Ignatius writes that two other factors also complicate Obama's new strategy, put in place after months of waiting for President Bashar al-Assad to make good on promises of reform. They are the military's continued loyalty to the regime and the sort of sectarian violence that was seen in the city of Homs earlier this week.

The weekend clashes in Homs between Sunnis and Alawites, a Shiite offshoot that Mr. Assad and many of his closest supporters belong to, gave a boost to government claims that without Assad's leadership the country would descend into sectarian fighting.

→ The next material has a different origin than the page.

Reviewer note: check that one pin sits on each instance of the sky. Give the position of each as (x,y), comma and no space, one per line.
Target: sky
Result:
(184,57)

After several days of violence that has killed at least 50, Syrian security forces have moved into the city of Homs to raid homes and make arrests. Human rights activists reported gunfire and tanks in the city streets today, particularly in the Baab al-Sebaa neighborhood.

One hospital in the city ran out of ambulances to dispatch and some doctors were trapped in their homes by gunfire, unable to come to the hospital to treat the wounded, the Wall Street Journal reports.

The Journal notes that Alawites dominate the top ranks of the Army, the security forces, and the loyalist gunmen aiding in the crackdown, known as "shabeeha."

"Syria's demographics, and the way Mr. Assad has relied on loyalist forces to crush dissent, have made a sectarian tint to the uprising almost inevitable," the Journal reports. "Every restive city where the military has been deployed – from Deraa in the South, to Banias on the Western coast, and Homs and Hama in central Syria – has a Sunni-majority population."